The GLP-1 in Ozempic is called semaglutide, and given its off-label popularity, drug manufacturers have now re-dosed semaglutide specifically for weight loss. These re-dosed drugs are sold under the brand name Wegovy. Further competition comes from tirzepatide, approved by the FDA in 2022 and now sold under the Mounjaro/Zepbound brand name.
GLP-1 drugs have a long track record of use and are thought to be generally safe, though like all drugs they can have side-effects. However, it’s still not clear if patients are able to keep weight off after discontinuation. This is difficult with food, since unlike other substances it’s essential for human health. It’s not possible to abstain indefinitely, unlike cigarettes and alcohol. But this is also true of exercise and diet. Those who stop exercising are also at risk of regaining lost weight. The body doesn’t give up its energy stores easily.

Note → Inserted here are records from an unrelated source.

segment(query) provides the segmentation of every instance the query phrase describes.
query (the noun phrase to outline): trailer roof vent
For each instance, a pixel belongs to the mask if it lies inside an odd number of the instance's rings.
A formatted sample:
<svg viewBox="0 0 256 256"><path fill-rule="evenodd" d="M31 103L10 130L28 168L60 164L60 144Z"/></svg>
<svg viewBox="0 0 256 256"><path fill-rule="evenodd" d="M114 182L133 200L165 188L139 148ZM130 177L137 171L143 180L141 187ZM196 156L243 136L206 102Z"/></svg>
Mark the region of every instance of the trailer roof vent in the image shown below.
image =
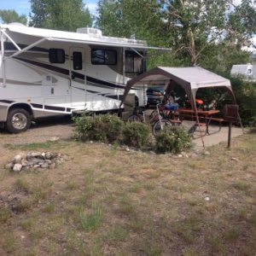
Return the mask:
<svg viewBox="0 0 256 256"><path fill-rule="evenodd" d="M102 32L93 27L79 27L77 29L78 33L89 34L96 37L102 37Z"/></svg>

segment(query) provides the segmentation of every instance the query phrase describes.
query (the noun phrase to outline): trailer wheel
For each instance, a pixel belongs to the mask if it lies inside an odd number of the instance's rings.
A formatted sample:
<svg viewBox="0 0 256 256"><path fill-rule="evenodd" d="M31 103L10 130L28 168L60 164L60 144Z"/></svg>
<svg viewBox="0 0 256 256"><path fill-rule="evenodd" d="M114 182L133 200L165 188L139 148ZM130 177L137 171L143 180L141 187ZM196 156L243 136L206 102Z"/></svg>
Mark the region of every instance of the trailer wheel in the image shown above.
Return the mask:
<svg viewBox="0 0 256 256"><path fill-rule="evenodd" d="M10 133L26 131L31 125L31 115L23 108L14 108L9 111L6 121L6 129Z"/></svg>

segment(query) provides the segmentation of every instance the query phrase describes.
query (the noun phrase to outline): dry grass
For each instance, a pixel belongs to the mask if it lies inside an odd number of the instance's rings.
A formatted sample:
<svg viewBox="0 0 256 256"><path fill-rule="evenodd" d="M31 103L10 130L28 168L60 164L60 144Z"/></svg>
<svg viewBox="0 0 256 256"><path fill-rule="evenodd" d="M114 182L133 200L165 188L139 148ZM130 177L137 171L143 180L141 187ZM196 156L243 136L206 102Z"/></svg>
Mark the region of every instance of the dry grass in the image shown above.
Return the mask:
<svg viewBox="0 0 256 256"><path fill-rule="evenodd" d="M44 148L45 147L45 148ZM174 158L58 142L55 170L15 175L0 161L1 255L253 255L256 136Z"/></svg>

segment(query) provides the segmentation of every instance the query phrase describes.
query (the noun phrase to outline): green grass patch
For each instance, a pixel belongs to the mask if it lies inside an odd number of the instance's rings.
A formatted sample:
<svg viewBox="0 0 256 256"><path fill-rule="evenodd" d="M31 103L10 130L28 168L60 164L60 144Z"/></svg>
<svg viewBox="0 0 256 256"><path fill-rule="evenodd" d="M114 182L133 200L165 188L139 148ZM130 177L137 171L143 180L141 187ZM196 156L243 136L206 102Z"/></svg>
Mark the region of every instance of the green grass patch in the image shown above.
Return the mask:
<svg viewBox="0 0 256 256"><path fill-rule="evenodd" d="M102 207L96 202L92 203L90 212L85 212L82 207L80 210L80 226L85 231L97 230L102 221Z"/></svg>

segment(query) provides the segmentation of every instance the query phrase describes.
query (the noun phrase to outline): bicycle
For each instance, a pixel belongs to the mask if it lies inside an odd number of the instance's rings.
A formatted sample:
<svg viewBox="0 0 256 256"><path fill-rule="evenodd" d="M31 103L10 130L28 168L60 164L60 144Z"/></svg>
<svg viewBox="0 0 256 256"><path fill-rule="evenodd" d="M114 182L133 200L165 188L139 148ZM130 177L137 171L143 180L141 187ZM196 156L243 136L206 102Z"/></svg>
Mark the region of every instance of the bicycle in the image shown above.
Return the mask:
<svg viewBox="0 0 256 256"><path fill-rule="evenodd" d="M145 111L143 108L134 108L133 113L129 118L127 119L127 122L141 122L145 123Z"/></svg>
<svg viewBox="0 0 256 256"><path fill-rule="evenodd" d="M152 125L152 131L154 136L156 136L164 129L172 127L172 124L168 119L162 116L160 104L156 105L156 111L153 111L149 116L149 123Z"/></svg>

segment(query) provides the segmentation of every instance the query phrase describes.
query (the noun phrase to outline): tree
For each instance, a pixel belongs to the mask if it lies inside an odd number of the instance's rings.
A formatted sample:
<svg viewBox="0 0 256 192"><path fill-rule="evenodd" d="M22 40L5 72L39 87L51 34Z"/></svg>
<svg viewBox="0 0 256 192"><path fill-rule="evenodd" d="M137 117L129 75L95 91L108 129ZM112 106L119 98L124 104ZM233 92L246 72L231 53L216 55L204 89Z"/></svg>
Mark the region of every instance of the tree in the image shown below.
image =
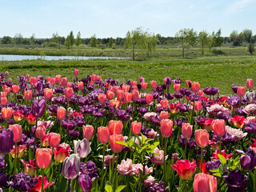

3. Addressable Market Size and Barriers to Uptake
GLP-1 receptor agonist drugs are likely to completely reshape the global sugar market. They’ve gone mainstream and their addressable markets are huge.
A recent study found that one in eight Americans have tried them3, and 5% of the population are on them at any given time. The 5% figure isn’t static, it’s dynamic as people come off and go back onto the drugs, a bit like yo-yo dieting.
While 5% is an appreciable proportion of the population, it’s a fraction of the total possible market. Measuring obesity is difficult. Body Mass Index (BMI) is a crude measure which doesn’t account for muscle mass. Plenty of people with high BMIs are also healthy. But if we accept BMI at face value, the statistics show that perhaps 1 billion people around the world are obese (by which we mean a BMI of more than 30)4. Many more are merely overweight.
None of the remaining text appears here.